I went to buy many lures. I got up early in the morning.
I made tuna sandwiches. Put them in a basket with chocobars.


Le mode original, spécifique aux versions consoles et PC, propose de concourir à travers 5 tournois, histoire de débloquer la quatrième zone de pêche de chaque lac, et quelques hameçons supplémentaires dont un Sonic très efficace.

Chaque épreuve dure une journée entière, découpée en trois manches de quatre heures (6-10h, 10-14h, 14-18h), une heure dans le jeu correspondant à une minute de jeu, et qu’importent les conditions météo, qu’il fasse gris, ensoleillé ou qu’il pleuve. Mine de rien, ce petit subterfuge temporel révèle la principale qualité de ce jeu : être un fabuleux simulateur de dimanche (les décors eux-mêmes sont d’une tristesse si dominicale).

A voir leurs dimanches, on l’imagine si bien la vie de, disons, Dan et Kim (les deux personnages proposés, vu que le poulet cyborg…).
Leur vie tellement urbaine, leur travail si peu gratifiant la semaine, leurs courses le samedi, avec leur petite famille respective (Dan en a deux, Lea et Tom - rappelez-vous, trois lettres pas accentuées ; Kim, elle, a toujours refusé d’en avoir, une manière de faire payer à son mari un enfant d’un précédent mariage). Leur façon de sacrifier de plus en plus à leur passion, leur argent (il a fallu acheter la barque, payer le gardiennage) et leur temps : au début, ils ne pêchaient qu’un ou deux dimanches par mois, et seulement s’il faisait beau. C’était bien : Dan venait avec Eve. Elle était enceinte. Il posait ses lignes sur la berge et puis il se couchait sur l’herbe à côté de sa femme, et il dormait le visage collé au ventre de sa femme.
Et puis, peu à peu, tout a changé. Eve a accouché des jumeaux et Dan a commencé à y aller seul, les cris des enfants éloignaient le poisson qu’il disait ; de plus en plus souvent, même les jours de pluie, et de plus en plus longtemps, toute la journée. Au début sa femme a pensé qu’il avait une liaison (elle avait croisé cette fille qui pêchait là, Kim, un des derniers dimanches qu’elle avait accompagné son mari) mais un jour elle a découvert que Dan s’était endetté pour acheter une embarcation, sans rien lui dire, alors que la maison n’était pas encore remboursée.
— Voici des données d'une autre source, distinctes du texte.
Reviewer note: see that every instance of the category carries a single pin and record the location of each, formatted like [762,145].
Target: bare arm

D’un coup, elle a cessé de haïr Kim, et elle a commencé à détester son mari.
Maintenant Dan passe tous ses dimanches sur sa barque, tout seul.


Là ça ne ne remarque pas, mais son bras gauche disparaît une seconde sur 2. La troidé en 1998…
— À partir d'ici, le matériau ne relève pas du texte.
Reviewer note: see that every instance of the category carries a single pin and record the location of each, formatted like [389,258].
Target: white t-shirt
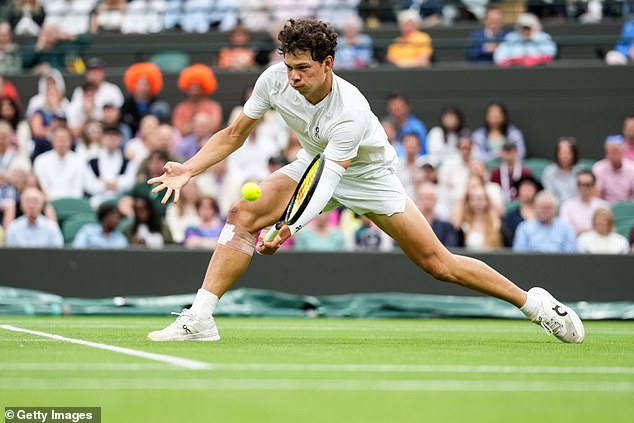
[594,243]
[342,125]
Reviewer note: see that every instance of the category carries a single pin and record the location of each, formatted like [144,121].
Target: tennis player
[332,117]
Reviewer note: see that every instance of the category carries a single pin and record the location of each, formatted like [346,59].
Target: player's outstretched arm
[216,149]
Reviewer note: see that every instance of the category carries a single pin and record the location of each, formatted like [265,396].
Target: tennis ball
[251,191]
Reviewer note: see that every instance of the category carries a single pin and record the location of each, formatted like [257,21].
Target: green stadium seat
[171,61]
[67,207]
[623,217]
[537,166]
[73,224]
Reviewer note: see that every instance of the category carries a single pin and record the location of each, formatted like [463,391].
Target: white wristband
[329,180]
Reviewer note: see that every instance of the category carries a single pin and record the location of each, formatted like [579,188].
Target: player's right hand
[174,177]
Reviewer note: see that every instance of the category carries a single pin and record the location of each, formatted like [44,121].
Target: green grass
[293,370]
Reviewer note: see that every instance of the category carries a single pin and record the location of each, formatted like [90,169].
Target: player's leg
[230,259]
[417,240]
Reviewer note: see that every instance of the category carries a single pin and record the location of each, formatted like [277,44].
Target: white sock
[531,307]
[204,304]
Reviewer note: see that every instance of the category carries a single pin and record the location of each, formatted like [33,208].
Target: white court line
[176,361]
[318,368]
[473,386]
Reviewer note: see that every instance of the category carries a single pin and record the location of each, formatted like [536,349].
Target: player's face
[306,75]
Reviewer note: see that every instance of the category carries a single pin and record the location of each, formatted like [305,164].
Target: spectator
[206,233]
[426,200]
[407,169]
[483,43]
[26,17]
[496,132]
[354,49]
[479,221]
[198,82]
[405,122]
[183,214]
[368,237]
[442,140]
[624,50]
[47,116]
[144,81]
[527,188]
[110,174]
[72,15]
[106,92]
[453,175]
[615,175]
[111,116]
[108,16]
[103,234]
[84,109]
[10,57]
[628,137]
[602,239]
[376,12]
[546,232]
[33,230]
[413,48]
[509,172]
[143,17]
[560,177]
[238,55]
[88,145]
[138,148]
[8,152]
[54,48]
[60,171]
[147,228]
[320,235]
[528,45]
[578,211]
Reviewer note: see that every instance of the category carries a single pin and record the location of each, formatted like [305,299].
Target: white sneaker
[557,319]
[187,327]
Dan gagne parfois des tournois. Ce soir justement, il reviendra avec une coupe, tout fier (sa femme ne lèvera même pas la tête, elle regardera les bottes boueuses de son mari qui salissent le paillasson de l’entrée).
Dan est sur le point de divorcer mais à vrai dire, en ce moment, il s’en fiche ; quand il pêche, il ne pense plus vraiment à rien d’autre. Il s’inquiète surtout de la température de l’eau, un peu basse, et de l’orage qui s’annonce au loin. Mauvais ça : les perches pourraient s’enfoncer trop profond et ne plus mordre…
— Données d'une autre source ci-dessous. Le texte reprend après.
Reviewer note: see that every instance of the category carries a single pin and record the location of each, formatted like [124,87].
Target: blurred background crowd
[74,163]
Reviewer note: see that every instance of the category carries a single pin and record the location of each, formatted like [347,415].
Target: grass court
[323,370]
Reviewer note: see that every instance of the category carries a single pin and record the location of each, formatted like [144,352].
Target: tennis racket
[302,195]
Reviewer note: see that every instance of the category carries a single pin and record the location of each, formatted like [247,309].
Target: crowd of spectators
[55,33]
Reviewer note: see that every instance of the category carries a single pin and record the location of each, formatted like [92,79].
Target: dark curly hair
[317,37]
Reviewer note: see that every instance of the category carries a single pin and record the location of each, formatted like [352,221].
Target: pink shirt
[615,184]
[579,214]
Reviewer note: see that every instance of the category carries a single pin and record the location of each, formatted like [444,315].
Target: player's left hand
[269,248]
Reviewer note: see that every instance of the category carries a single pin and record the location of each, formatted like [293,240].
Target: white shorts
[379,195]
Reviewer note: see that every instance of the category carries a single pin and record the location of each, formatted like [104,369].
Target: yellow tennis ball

En ce moment, sur l’autre lac, Kim pense la même chose. Pour aujourd’hui, la compétition est perdue pour elle ; ce matin elle a raté deux grosses prises. Elle se dit qu’elle pourrait rentrer de suite, que ça ne changerait rien. Elle se dit aussi qu’elle ne saurait pas quoi dire à son mari, que finalement elle n’est pas si mal là, toute seule au milieu de gros poissons idiots et lâches, même si l’orage gronde. Que ça résume plutôt bien sa vie affective.


Black bass, come along with me
Black bass, oh how happy we’ll be.



Les sous-titres en italique sont tirés de la chanson Black Bass des Shonen Knife.

* Leur comportement dans le jeu est sûrement vraisemblable, les développeurs Sega en ont filmé des jours durant dans un aquarium bâti pour l’occasion (le site www.sega-mechatro.com a malheureusement disparu et l’article avec). Du coup j’imagine que s’ils ratent souvent l’hameçon en essayant de le mordre, c’est leur faute, et pas celle du moteur 3D (par contre, quand ils traversent les rochers, là cela doit être la faute au moteur).